Aqui é o meu lugar. Aqui será a cidade que
quero.
Quando eu cheguei por aqui eu logo entendi a geometria de teus eixos
e asas, a simetria de teus planos e espaços! Vi em tudo a mais
completa tradução de um sonho feliz de cidade. Ave, Brasília,
cheia de graça, bendito o dia em que pousei numa de tuas asas! Fiz
de tuas asas o meu eixo.
Bendito quem te sonhou; bendito quem disse sim ao sonho; benditos os
dois gênios que deram traços geniais ao sonho; benditos todos os
que te escreveram em concreto. E bendito o teu céu – a maior de
tuas catedrais – que te coroa da aurora ao poente.
Brasília
pousou num altiplano das terras goianas e nele aeroplana monumental.
Brasília nasceu decidida a ficar de frente pro Brasil e de costas
para o mar. Brasília conseguiu a façanha de pôr num quadradinho o
Brasil inteiro – aqui tem “gente de toda cor, tem raça de toda
fé”.
Brasília
tem um quê de esfinge, mas é facilmente decifrável. Noutras
cidades há esquinas, avenidas, bairros – isso que pronto dá
orientação a uma cidade. Aqui temos tesourinhas, (super)quadras,
blocos e outras coordenadas geométricas à primeira vista
indecifráveis. Basta um breve convívio e a esfinge se mostra nítida
e precisa na sua lógica cristalina, sem deixar de guardar em si
mistérios outros. Uma cidade feita de sonho, eixo e asas nasceu
destinada a voar sem tirar os pés do chão, proeza só possível no
âmbito dos sonhos – totalmente possível para ela que nasceu de um
sonho.
Então
repito: aqui é o meu lugar.
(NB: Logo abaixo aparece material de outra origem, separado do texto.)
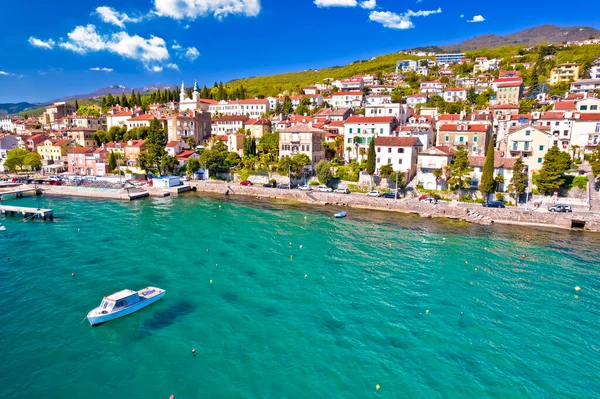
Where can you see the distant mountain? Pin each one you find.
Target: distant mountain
(14, 108)
(528, 37)
(117, 90)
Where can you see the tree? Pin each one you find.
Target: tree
(519, 178)
(555, 164)
(112, 160)
(460, 170)
(486, 185)
(155, 143)
(437, 173)
(33, 160)
(193, 165)
(15, 159)
(168, 163)
(371, 157)
(386, 170)
(323, 170)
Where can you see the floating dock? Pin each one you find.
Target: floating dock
(19, 192)
(27, 212)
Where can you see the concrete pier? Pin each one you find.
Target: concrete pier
(27, 212)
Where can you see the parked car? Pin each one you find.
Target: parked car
(428, 198)
(391, 195)
(494, 204)
(564, 208)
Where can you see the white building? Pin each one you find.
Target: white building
(400, 152)
(400, 111)
(455, 95)
(378, 99)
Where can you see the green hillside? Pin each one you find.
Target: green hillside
(273, 85)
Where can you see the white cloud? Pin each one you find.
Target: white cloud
(180, 9)
(4, 73)
(335, 3)
(399, 21)
(368, 4)
(112, 16)
(84, 40)
(477, 18)
(48, 44)
(191, 54)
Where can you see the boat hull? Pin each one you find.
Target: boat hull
(96, 320)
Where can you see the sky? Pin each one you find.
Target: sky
(50, 51)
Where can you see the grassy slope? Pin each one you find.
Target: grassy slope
(273, 85)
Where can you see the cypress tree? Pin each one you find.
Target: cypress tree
(371, 157)
(486, 185)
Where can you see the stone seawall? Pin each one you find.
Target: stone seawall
(474, 213)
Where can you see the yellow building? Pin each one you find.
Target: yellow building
(53, 151)
(528, 142)
(564, 73)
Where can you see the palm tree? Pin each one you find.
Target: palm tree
(437, 173)
(574, 149)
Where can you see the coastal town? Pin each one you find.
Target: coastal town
(440, 126)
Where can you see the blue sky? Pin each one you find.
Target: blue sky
(51, 50)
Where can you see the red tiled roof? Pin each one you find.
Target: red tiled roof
(470, 128)
(144, 117)
(370, 119)
(397, 141)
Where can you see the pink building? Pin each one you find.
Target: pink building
(85, 161)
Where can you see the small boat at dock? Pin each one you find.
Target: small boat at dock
(123, 303)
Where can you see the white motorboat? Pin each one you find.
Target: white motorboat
(123, 303)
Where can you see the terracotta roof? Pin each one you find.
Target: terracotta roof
(301, 128)
(438, 150)
(499, 161)
(186, 154)
(370, 119)
(144, 117)
(397, 141)
(470, 128)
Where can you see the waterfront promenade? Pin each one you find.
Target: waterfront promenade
(473, 213)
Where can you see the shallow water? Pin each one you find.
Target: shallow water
(263, 330)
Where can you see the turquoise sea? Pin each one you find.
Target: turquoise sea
(374, 299)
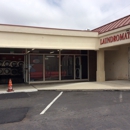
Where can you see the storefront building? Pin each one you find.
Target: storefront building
(44, 55)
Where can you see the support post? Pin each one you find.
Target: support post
(100, 66)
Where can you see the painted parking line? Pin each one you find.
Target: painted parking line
(49, 105)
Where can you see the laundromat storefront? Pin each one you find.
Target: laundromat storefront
(35, 66)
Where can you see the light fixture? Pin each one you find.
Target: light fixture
(52, 52)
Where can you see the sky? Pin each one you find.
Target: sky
(64, 14)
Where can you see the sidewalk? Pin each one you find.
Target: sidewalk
(123, 85)
(87, 86)
(18, 88)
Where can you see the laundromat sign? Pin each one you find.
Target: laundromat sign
(115, 38)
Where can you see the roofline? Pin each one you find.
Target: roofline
(43, 27)
(110, 22)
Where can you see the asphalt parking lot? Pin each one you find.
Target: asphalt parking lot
(101, 110)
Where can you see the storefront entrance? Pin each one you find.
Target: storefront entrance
(44, 66)
(56, 67)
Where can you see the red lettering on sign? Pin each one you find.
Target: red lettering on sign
(115, 38)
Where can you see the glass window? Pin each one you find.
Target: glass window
(67, 67)
(36, 68)
(70, 51)
(52, 67)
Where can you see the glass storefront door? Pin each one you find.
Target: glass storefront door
(67, 67)
(36, 67)
(51, 67)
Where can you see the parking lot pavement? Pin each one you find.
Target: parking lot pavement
(104, 110)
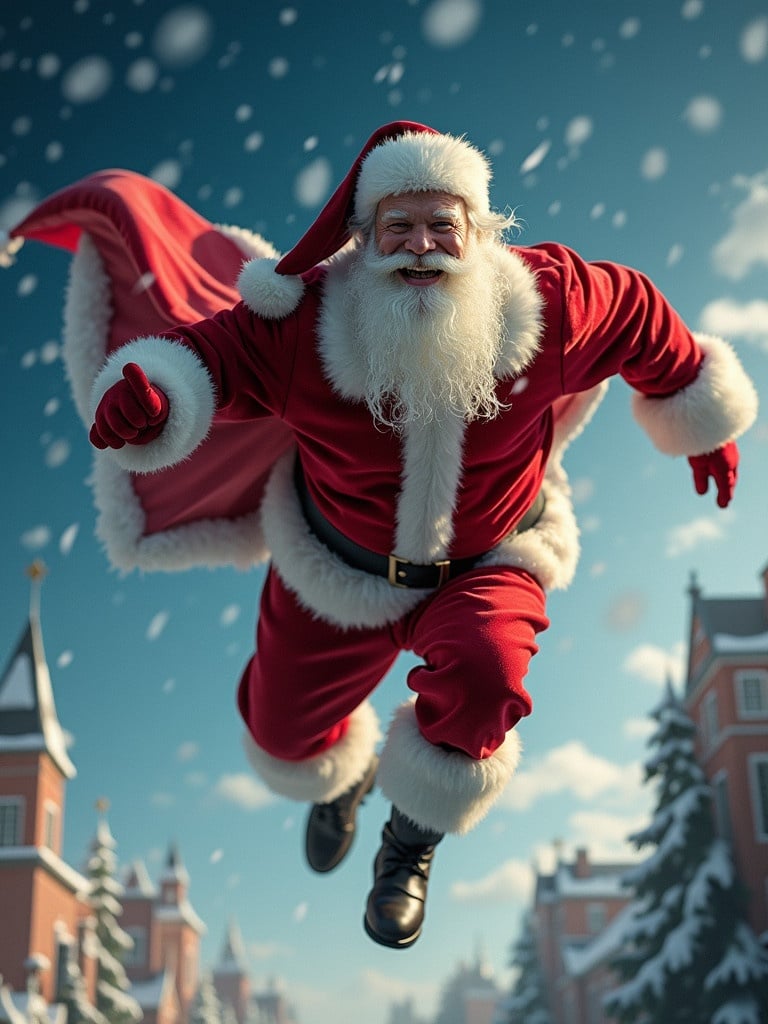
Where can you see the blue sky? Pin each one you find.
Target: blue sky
(630, 131)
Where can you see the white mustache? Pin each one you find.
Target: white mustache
(402, 261)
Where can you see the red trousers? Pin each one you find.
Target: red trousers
(475, 636)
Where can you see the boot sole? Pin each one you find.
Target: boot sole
(403, 943)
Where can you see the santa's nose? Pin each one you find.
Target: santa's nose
(419, 241)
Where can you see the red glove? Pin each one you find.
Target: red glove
(722, 466)
(132, 412)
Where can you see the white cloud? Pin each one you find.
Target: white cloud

Aqui será a cidade que quero.
Na cidade que quero, teremos menos carros e
mais bicicletas. Dói na minha pele e na pele do planeta tanto
monóxido de carbono. Na cidade que quero, as bicicletas serão as
estrelas das ruas e avenidas. E como
andarei de bicicleta! E não será
preciso preocupar-se com as ciladas do caminho (leia-se: com os
carros pelo caminho); afinal, teremos redes de ciclovias serpenteando
em todas as direções.
Na cidade que quero, teremos mais verde e menos
concreto. Para fazer companhia aos belos palácios de Niemeyer,
cultivaremos aqui as mais belas catedrais que arquiteto nenhum jamais
conseguirá imitar. São elas a copaíba, o murici, o jequitibá, o
buriti, o jatobá, o ipê, o jacarandá etc...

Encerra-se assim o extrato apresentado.